群雄割拠の360cc軽自動車たちとは一線を画したスポーツカー
1967年にホンダが31psを標榜する「N360」を発売して以来、日本の軽自動車業界は「パワーウォーズ」に突入。「スバル360 ヤングSS」やホンダ「N360T」系、鈴木自動車(現スズキ)「フロンテSS」など、リッターあたり100psに相当するモデルが続々と出現したうえに、ダイハツ「フェローMAX SS」では40psをマークするまでに至った。
そして、ホンダが次なる矢として1969年10月に個性的なクーペボディを持つ「Z360」を登場させると、三菱も同年の東京モーターショーに出品させた「ミニカ スキッパー」を1971年5月から正式発売。さらにダイハツも1971年8月から「フェローMAXハードトップ」を投入するなど、軽自動車界ではスペシャリティクーペが一大勢力を築いてゆくことになった。
そんな中にあって、鈴木自動車が1971年9月に正式リリースした「フロンテクーペ」は、デビュー当初「ふたりだけのクーペ」というキャッチフレーズとともに、2シーターのみのラインアップとした。しかも、競技用のパーツも純正オプションとして多数用意されたことから、軽自動車では初となる「本格派スポーツカー」としてのキャラクターが前面に押し出されることになったとされている。
ジウジアーロと鈴木自動車デザインチームの「合作」
そんなフロンテクーペにおける最大の特徴は、巷では「ジウジアーロのデザイン」といわれるスタイリッシュなクーペボディだろう。
「ベルトーネ」および「ギア」でキャリアを築き上げ、現在では巨匠として知られるジョルジェット・ジウジアーロ氏が独立ののち興した「イタルデザイン」社と、鈴木自動車の協業の第1作となったのが、1969年から市販に入った軽商用バン「キャリイ」(L40型)である。またジウジアーロはそのかたわらで、本人いわく「より大きなクルマの縮小コピーに過ぎなかった従来の日本のマイクロカーに変革をもたらす」ことを目的とした、極めてスタイリッシュなコンセプトを鈴木自動車に提唱していた。
それはL40と同じく、ミニマリズム的に簡潔な面構成で仕立てた2ドアのファストバック型セダン。ところが、このイタルデザインのプロポーザル案は時代を先取りし過ぎていると判断されたことから、あくまで「原案」に留められ、鈴木自動車内のデザインチームによってスポーツモデルへと方針転換。設計部門所属の若手デザイナー、内藤安弘氏がより低いスポーツカースタイルへと大幅に手直ししたものを最終デザインとして採用した結果、「フロンテクーペ」として市販されたとのことである。

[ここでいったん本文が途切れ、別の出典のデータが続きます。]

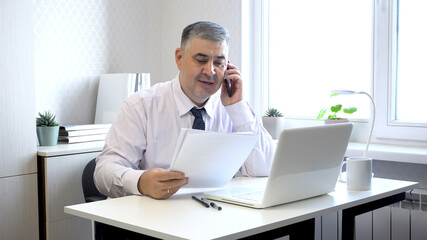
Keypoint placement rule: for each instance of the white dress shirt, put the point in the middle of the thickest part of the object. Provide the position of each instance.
(146, 129)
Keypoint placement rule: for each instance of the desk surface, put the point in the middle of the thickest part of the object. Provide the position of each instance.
(180, 217)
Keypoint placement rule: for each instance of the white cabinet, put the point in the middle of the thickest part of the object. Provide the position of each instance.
(60, 172)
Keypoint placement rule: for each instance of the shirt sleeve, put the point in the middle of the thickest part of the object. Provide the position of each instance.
(117, 167)
(259, 160)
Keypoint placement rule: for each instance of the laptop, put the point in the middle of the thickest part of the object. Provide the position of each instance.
(306, 164)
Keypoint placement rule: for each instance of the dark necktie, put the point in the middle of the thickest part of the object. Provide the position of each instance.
(198, 118)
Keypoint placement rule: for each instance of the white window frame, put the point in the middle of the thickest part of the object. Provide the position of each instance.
(386, 131)
(385, 77)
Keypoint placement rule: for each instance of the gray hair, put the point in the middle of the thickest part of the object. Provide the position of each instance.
(204, 30)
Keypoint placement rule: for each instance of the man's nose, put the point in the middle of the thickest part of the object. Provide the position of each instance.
(209, 68)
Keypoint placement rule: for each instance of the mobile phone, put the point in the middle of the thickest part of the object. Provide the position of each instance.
(229, 84)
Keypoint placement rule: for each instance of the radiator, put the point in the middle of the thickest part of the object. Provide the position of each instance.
(405, 220)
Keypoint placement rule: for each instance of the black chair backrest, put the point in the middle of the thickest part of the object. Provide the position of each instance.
(90, 191)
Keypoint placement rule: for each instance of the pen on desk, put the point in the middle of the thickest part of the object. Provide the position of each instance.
(213, 204)
(200, 201)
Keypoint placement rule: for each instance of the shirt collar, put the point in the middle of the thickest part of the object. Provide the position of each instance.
(184, 104)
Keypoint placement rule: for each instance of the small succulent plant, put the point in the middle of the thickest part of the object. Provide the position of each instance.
(334, 110)
(273, 112)
(46, 119)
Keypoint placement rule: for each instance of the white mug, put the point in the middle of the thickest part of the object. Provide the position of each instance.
(358, 173)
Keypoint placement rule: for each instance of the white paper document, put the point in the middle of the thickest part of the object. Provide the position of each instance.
(211, 159)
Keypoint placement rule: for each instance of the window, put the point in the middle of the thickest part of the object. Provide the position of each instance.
(311, 47)
(315, 47)
(411, 62)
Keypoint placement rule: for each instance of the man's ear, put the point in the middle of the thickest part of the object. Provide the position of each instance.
(178, 58)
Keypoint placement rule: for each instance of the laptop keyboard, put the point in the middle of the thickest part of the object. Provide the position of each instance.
(253, 196)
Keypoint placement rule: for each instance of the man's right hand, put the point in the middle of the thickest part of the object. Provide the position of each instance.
(160, 183)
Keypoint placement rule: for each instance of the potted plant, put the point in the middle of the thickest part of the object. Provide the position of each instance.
(47, 129)
(274, 122)
(334, 110)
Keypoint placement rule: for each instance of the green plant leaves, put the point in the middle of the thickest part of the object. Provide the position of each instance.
(336, 108)
(272, 112)
(46, 119)
(349, 110)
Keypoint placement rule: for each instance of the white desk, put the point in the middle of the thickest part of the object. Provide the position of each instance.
(180, 217)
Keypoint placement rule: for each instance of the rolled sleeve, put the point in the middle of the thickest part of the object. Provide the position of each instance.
(130, 181)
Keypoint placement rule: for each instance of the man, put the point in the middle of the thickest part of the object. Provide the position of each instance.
(141, 142)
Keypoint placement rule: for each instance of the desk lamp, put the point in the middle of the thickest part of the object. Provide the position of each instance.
(347, 92)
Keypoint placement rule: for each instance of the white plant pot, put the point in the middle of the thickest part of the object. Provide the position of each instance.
(333, 121)
(274, 125)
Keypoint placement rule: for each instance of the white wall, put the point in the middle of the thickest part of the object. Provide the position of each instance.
(75, 41)
(18, 178)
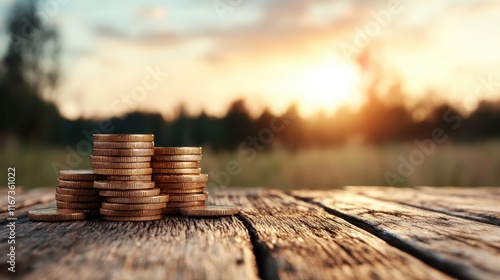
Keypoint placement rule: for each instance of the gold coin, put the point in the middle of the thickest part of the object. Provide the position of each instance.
(210, 211)
(122, 152)
(129, 178)
(176, 158)
(119, 159)
(78, 175)
(134, 213)
(178, 150)
(124, 185)
(130, 193)
(185, 204)
(189, 197)
(181, 178)
(57, 215)
(170, 211)
(78, 205)
(177, 170)
(78, 198)
(173, 185)
(111, 171)
(131, 219)
(77, 191)
(124, 138)
(75, 184)
(136, 200)
(133, 207)
(181, 191)
(175, 164)
(123, 145)
(118, 165)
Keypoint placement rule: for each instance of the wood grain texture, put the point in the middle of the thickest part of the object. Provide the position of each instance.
(484, 208)
(296, 240)
(173, 248)
(463, 248)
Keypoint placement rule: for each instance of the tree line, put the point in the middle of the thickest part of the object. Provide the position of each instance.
(27, 117)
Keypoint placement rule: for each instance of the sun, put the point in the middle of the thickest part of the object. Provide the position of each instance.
(326, 86)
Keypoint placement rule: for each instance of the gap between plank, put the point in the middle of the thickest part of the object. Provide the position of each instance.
(448, 267)
(266, 264)
(494, 221)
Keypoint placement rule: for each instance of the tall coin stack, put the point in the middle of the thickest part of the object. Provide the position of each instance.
(177, 172)
(129, 192)
(75, 191)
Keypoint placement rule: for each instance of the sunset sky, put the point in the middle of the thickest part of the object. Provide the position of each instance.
(319, 54)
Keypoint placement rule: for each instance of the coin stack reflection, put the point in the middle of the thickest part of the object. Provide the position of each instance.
(129, 192)
(177, 172)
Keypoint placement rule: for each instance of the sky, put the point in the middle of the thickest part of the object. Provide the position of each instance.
(121, 56)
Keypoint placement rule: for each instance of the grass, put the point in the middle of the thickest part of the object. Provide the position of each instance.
(354, 164)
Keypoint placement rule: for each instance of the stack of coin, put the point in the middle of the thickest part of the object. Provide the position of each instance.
(177, 172)
(75, 191)
(129, 192)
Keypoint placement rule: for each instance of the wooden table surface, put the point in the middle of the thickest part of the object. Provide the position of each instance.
(354, 232)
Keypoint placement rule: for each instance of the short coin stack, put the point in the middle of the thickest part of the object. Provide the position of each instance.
(75, 191)
(177, 172)
(76, 199)
(129, 193)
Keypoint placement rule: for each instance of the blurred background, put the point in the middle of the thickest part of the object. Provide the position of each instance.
(284, 94)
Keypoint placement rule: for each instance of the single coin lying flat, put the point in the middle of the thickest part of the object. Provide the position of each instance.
(78, 175)
(123, 137)
(58, 215)
(210, 211)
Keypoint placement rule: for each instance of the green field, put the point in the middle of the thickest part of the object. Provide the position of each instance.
(354, 164)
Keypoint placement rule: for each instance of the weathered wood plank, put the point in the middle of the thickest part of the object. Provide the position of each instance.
(298, 240)
(484, 209)
(173, 248)
(465, 249)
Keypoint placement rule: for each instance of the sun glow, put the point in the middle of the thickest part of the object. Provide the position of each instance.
(326, 86)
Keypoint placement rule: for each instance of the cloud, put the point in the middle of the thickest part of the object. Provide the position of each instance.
(151, 13)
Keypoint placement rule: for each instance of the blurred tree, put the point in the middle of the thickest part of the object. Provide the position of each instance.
(28, 75)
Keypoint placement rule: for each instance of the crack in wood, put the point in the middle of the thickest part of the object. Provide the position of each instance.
(266, 265)
(449, 267)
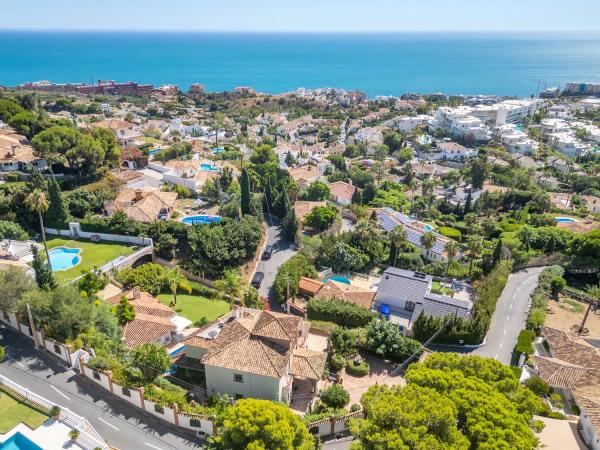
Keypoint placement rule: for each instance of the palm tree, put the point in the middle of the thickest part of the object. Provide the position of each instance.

水冷2ストローク3気筒のエンジンをリアに置き、後輪を駆動するというRRレイアウトは同時代のセダン版「フロンテ」と共通。パワーは当初37ps(JIS)とされたが、のちに34psおよび31psの廉価バージョンも設定されたとのことである。
また、2シーター単一の体制が当時の国内マーケットには受け入れられなかったことから、デビューから5カ月後の1972年2月には2+2版が追加され、早々に主力となってゆく。
そして、1975年に軽自動車の規格が変更された際には、拡幅したボディに550ccのエンジンを載せた初代「セルボ」として翌1976年6月に再デビューを図ったものの、フロンテクーペが純粋なマイクロスポーツだったのに対し、後継のセルボは、主に女性ユーザーをターゲットとしたパーソナルクーペへと路線変更されていたという。